Shift in US Search Engine Market Share

In December 2014, a new deal between Mozilla Firefox and Yahoo aroused the interest of many US search engine advertisers. With Yahoo now being the default search engine in Mozilla’s web browser Firefox, Google has experienced a noticeable loss in market share. However, there are signals that users have started manually switching back to their accustomed search environment.

Offering Yahoo Service to more than 13% of US Internet Users

Despite Google’s dominant position in North America as well as in Europe, Yahoo was able to strike a significant deal with Mozilla becoming Firefox’s default search engine in the US. According to StatCounter, Firefox is currently used by about 13.5% of US internet users. Able to offer their services to such a great number of users, Yahoo CEO Marissa Mayer understandably described the deal as “the most significant partnership for Yahoo in many years”.

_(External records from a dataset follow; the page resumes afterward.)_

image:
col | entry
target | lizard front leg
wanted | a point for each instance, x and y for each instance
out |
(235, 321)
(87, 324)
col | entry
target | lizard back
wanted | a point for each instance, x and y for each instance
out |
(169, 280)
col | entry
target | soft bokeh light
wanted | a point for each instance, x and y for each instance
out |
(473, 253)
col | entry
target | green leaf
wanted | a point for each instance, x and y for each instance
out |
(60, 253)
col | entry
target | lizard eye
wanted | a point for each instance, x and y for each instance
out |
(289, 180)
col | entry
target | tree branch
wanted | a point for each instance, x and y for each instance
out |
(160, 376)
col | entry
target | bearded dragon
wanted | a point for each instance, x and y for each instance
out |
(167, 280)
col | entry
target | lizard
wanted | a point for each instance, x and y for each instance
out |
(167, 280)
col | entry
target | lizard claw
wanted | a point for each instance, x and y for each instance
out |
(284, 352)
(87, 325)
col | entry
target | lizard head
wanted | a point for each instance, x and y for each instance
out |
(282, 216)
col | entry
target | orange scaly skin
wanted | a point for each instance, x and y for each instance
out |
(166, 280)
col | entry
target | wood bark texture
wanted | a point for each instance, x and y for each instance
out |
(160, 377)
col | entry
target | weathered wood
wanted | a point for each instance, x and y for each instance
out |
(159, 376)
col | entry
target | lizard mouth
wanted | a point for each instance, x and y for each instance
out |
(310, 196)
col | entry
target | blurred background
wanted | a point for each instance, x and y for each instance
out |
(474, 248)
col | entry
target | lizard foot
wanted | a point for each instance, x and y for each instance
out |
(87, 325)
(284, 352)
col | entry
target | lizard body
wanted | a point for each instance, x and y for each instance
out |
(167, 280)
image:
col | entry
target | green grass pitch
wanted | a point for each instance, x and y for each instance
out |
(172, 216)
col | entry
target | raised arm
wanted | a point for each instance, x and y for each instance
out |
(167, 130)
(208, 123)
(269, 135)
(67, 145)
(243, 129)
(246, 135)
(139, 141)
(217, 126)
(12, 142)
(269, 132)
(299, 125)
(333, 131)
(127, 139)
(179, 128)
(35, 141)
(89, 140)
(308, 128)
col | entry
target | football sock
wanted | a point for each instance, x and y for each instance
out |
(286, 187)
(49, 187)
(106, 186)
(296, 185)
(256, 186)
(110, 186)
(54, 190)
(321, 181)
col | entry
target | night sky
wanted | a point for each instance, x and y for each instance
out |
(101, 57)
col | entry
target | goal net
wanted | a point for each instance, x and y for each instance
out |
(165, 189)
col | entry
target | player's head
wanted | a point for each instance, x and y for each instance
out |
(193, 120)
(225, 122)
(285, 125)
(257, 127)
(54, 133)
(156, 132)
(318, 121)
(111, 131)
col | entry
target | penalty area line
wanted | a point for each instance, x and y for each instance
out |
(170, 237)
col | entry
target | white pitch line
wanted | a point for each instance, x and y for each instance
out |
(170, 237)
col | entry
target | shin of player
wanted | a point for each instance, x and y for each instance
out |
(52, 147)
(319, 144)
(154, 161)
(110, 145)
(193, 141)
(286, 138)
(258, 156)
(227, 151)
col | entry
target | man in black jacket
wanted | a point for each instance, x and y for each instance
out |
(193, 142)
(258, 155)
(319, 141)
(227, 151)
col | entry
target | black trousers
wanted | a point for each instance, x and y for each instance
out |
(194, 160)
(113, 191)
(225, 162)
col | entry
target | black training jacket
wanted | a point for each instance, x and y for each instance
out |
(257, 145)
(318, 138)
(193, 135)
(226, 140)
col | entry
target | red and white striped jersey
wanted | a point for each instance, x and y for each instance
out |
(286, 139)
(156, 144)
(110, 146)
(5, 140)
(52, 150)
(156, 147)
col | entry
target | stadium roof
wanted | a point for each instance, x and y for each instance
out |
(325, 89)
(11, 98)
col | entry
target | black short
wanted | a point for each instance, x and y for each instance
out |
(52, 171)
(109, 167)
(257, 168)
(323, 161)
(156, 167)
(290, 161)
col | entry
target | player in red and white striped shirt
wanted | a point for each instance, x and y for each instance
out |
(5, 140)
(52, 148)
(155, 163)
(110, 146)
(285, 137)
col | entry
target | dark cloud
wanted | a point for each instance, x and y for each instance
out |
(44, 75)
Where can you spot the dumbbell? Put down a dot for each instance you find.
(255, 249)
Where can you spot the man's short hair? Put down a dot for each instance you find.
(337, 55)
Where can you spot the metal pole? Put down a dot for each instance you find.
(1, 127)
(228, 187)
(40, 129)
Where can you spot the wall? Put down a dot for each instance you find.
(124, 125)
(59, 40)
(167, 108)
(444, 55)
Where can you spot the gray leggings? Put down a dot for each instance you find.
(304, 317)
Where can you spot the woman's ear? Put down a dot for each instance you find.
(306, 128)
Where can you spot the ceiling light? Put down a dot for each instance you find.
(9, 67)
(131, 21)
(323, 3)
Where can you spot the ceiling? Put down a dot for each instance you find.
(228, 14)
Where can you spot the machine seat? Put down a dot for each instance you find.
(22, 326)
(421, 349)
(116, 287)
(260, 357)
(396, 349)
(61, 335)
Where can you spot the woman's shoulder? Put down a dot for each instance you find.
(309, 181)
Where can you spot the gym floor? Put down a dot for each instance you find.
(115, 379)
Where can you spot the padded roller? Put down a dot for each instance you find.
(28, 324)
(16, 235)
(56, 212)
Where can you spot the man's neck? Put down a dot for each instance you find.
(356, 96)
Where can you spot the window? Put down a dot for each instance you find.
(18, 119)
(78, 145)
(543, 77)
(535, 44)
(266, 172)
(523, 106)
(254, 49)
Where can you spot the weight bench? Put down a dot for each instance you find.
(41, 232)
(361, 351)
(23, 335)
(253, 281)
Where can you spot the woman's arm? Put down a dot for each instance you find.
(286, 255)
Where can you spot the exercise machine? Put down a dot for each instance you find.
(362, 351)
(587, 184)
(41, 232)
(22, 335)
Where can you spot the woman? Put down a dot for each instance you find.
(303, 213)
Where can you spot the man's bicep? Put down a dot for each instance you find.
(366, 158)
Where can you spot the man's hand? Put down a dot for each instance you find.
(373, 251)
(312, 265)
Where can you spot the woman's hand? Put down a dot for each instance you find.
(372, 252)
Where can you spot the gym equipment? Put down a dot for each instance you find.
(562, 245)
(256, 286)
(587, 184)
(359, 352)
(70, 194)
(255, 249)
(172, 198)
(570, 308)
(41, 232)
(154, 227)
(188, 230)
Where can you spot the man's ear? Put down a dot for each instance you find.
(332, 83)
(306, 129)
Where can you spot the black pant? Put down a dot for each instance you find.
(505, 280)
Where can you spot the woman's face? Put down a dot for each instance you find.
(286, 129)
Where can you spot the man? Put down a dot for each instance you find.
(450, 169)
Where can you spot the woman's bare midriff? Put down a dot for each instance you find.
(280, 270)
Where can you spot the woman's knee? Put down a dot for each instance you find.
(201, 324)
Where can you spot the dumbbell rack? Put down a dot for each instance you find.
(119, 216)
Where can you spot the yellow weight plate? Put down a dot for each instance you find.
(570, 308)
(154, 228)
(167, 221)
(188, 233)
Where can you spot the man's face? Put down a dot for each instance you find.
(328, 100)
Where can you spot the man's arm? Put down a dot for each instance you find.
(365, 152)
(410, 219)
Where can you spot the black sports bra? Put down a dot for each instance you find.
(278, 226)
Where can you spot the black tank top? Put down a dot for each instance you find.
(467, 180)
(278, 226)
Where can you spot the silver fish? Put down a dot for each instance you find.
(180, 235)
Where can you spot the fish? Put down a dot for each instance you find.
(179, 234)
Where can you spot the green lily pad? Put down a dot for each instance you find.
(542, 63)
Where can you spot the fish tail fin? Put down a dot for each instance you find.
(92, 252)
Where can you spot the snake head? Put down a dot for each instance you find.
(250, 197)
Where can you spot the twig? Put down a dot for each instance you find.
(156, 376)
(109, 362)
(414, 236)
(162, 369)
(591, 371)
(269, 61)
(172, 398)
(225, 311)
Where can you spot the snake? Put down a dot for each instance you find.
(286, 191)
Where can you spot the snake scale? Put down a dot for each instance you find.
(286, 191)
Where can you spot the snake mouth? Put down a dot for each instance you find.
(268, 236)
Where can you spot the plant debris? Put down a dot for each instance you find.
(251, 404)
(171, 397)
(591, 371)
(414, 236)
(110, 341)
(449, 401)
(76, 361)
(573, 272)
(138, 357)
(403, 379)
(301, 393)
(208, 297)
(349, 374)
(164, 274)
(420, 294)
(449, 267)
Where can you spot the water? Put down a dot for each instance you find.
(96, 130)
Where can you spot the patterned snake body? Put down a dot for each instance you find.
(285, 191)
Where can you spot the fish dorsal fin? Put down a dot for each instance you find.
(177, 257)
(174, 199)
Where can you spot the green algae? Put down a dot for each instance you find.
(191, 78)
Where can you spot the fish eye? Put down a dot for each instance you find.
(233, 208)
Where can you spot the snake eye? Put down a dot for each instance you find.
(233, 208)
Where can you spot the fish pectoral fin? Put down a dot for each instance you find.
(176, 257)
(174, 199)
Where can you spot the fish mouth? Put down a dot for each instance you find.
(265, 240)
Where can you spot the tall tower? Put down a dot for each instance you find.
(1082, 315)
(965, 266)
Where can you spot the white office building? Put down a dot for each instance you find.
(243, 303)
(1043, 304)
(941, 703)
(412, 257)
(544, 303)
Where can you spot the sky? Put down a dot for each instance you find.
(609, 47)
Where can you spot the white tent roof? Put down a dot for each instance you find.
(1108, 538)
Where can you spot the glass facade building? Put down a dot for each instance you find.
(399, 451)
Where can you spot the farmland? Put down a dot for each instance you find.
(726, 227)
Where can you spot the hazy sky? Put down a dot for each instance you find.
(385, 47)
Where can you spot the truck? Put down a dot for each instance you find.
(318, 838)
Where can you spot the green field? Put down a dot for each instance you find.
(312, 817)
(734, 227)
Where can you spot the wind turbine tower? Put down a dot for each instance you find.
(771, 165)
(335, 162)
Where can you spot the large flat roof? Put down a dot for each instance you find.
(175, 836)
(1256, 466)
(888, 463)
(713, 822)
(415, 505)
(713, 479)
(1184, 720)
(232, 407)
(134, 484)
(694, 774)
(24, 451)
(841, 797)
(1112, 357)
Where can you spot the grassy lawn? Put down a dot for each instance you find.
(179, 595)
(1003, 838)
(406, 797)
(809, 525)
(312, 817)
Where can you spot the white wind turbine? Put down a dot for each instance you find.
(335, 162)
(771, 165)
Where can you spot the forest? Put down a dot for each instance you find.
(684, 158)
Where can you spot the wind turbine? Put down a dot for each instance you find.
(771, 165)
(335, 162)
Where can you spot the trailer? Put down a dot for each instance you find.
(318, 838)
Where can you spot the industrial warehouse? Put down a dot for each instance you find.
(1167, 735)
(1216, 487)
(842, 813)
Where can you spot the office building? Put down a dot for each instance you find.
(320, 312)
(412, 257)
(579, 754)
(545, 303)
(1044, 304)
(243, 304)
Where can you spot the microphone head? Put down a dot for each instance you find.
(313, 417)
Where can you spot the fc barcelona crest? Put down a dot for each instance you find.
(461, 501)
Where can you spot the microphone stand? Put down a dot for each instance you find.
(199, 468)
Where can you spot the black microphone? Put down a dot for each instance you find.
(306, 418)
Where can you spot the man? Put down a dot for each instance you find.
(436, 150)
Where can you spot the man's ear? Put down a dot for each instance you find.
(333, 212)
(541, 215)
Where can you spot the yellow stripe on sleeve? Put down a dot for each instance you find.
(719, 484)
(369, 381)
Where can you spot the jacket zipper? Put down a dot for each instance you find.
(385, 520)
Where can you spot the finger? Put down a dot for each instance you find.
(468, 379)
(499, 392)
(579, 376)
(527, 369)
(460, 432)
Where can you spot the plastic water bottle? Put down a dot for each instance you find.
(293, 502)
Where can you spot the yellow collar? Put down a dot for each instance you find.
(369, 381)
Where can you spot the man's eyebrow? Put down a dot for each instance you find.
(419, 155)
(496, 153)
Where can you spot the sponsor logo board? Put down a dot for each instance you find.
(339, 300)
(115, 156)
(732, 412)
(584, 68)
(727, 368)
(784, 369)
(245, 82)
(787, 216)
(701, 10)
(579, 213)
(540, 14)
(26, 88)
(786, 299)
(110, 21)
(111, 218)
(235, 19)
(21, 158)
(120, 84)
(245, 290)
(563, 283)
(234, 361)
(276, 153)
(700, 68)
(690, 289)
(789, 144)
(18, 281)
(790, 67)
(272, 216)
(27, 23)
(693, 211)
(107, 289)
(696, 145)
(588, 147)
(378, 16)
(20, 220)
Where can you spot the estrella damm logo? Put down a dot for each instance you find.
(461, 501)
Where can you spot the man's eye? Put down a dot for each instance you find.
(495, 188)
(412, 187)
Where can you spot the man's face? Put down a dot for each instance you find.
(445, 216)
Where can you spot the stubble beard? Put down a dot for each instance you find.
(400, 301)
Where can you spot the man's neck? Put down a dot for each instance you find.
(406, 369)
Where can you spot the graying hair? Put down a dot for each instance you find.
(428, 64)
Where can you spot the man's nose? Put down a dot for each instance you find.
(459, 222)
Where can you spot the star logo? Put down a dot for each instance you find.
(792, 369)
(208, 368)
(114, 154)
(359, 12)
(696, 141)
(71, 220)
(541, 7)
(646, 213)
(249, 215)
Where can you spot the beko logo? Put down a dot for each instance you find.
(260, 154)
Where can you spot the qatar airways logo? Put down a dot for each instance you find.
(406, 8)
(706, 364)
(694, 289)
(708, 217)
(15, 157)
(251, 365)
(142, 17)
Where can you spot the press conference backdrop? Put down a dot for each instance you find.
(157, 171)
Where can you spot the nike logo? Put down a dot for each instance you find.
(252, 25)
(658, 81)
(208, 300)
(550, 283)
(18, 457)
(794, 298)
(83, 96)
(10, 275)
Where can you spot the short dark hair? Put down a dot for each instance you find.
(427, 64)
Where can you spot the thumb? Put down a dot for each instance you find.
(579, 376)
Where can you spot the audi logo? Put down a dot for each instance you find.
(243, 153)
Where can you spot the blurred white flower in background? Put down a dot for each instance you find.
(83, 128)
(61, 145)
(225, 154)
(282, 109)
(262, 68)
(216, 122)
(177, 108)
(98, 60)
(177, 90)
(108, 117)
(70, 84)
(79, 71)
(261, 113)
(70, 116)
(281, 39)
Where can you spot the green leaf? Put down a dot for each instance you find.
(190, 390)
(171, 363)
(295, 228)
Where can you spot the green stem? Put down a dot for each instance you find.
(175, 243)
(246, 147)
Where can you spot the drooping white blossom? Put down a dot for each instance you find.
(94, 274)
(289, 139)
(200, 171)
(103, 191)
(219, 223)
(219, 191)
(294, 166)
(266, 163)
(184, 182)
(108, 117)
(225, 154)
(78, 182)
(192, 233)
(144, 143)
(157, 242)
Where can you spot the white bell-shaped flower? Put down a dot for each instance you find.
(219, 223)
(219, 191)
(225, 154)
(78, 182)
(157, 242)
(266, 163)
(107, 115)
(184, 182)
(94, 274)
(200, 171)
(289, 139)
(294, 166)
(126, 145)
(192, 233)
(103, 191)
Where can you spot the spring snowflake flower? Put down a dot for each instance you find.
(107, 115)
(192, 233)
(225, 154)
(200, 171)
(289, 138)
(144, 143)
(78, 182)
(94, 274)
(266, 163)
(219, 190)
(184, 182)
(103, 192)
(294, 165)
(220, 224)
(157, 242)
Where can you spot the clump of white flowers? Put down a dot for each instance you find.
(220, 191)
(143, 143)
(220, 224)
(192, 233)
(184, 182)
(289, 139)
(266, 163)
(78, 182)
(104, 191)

More than 13% of US internet users use Firefox

Gaining 1.6% in Desktop Search Engine Market Share

Yahoo’s increase in market share was a natural consequence of this new partnership. According to the latest comScore figures, Yahoo was able to gain 1.6% in market share whereas Google lost the exact same percentage. With more than 65% market share, Google is still the dominating search engine in the US. However, Bing and Yahoo now account for a total of more than 30% making them an ever so strong competitor in US online search.


Yahoo gained +1.6% Search Engine market share in the US

Yahoo’s increase in market share of 1.6% might not appear too impressive at first sight. However, businesses are advised to analyse their incoming traffic thoroughly.

“We saw enormous shifts in terms of revenue distribution with some of our clients in December 2014. Firstly, I’d recommend to define conversion goals that really add value to your business. Secondly, it’s important to fully understand which browsers and search engines generate the most valuable traffic to your site. Using web analytics data smartly will help businesses streamline their digital efforts most effectively.”

Paid Data Indicates Switchback to Google

The crucial question for Yahoo will be whether their gaining in market share can be maintained over a long-term period. Paid data suggests the contrary: Yahoo’s share of paid clicks peaked at 43% in early December – since then, there has been a gradual loss back to Google. In early January, Yahoo’s share of paid clicks had dropped to 34%.

“Paid data can provide strong indications for organic behaviour – at, we’ll continue to monitor the different data sources closely to advise our customers most effectively.”